Dr Anna Kreikemeyer spoke about peace formation from below in the popular IFSH event series HADLEY'S Evening Salon.

Dr Anna Kreikemeyer spoke to a full house about her research on peace.

Every man for himself. We still have in our minds the dramatic pictures of the Western withdrawal from Afghanistan. In August 2021, the 20-year long operation ended in an unprecedented catastrophe. It was the biggest and most expensive crisis operation in the history of the Western Community and NATO, inflicting an unimaginable number of victims.

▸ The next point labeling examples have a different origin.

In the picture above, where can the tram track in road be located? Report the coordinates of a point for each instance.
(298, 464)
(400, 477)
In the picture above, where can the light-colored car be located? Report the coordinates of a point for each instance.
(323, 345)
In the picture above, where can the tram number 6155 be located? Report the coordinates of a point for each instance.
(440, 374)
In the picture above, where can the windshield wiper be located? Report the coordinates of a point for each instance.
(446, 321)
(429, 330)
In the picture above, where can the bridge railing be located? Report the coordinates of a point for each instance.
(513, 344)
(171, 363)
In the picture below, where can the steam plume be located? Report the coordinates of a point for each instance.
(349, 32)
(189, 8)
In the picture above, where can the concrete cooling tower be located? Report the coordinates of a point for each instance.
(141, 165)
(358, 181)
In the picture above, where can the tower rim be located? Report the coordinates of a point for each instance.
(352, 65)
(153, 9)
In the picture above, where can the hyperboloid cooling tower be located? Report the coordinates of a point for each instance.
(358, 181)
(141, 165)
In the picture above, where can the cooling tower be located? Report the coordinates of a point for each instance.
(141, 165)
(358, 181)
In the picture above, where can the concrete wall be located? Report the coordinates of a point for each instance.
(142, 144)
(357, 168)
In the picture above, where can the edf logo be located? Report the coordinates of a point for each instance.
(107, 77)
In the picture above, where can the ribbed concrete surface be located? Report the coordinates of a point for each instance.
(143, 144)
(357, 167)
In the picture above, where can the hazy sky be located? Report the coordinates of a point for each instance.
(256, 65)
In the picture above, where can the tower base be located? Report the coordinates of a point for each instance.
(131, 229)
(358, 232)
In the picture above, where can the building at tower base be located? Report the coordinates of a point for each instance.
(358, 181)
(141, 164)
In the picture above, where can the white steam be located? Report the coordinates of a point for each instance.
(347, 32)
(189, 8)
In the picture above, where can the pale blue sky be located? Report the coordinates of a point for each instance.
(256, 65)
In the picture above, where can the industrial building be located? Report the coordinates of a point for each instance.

Given the failed international peace operations in Afghanistan and Mali, peace research has emphasised the importance of local people for peace formation for many years. However, we still have little knowledge about how local conflict settlement works. Furthermore, the Western world often lacks an understanding of the worldviews prevalent in non-western regions. Dr Anna Kreikemeyer wants to fill these knowledge gaps. In her research project “Local Peace”, she analyses the chances and limits of “peace formation from below”, especially in Caucasus and Central Asia. On 6th November, Anna Kreikemeyer spoke about the fieldwork of her scientific team in Kyrgyzstan and Georgia and presented first results at the popular IFSH event HADLEY’S Evening Salon.

Learning from local peace practices

Local communities, often run by village elders, a priest or even a respected older woman, are not automatically peaceful, according to Anna Kreikemeyer. But in many places people are capable of coping with local and everyday tensions. Be it a neighbourhood dispute over pasture land, clashes between ethnic groups or a conflict about the building of a damn – in many communities, individual persons, informal groups or self-organised organisations contribute to peace formation “from below”. In doing so, they stick to their communities’ notion of social unity, authority, customary law and gender norms. Kreikemeyer suggests that if we want international missions to be successful in such regions, it is crucial to gain a better understanding of these local communities and involve them in peacebuilding at an early stage. (Bureaucratic) rules, (economic) constraints, and (cultural) beliefs of each party have to be made transparent and negotiated on both sides. It is only then that a reliable and sustainable trust can develop, and the chance for peace will increase.

The HADLEY'S Evening Salon is a well-attended IFSH event series. It takes place once a month at the bar HADLEY’S. Everyone who is interested can join. In a relaxed atmosphere, the IFSH researchers provide insights into current research topics. The meetings are held in German.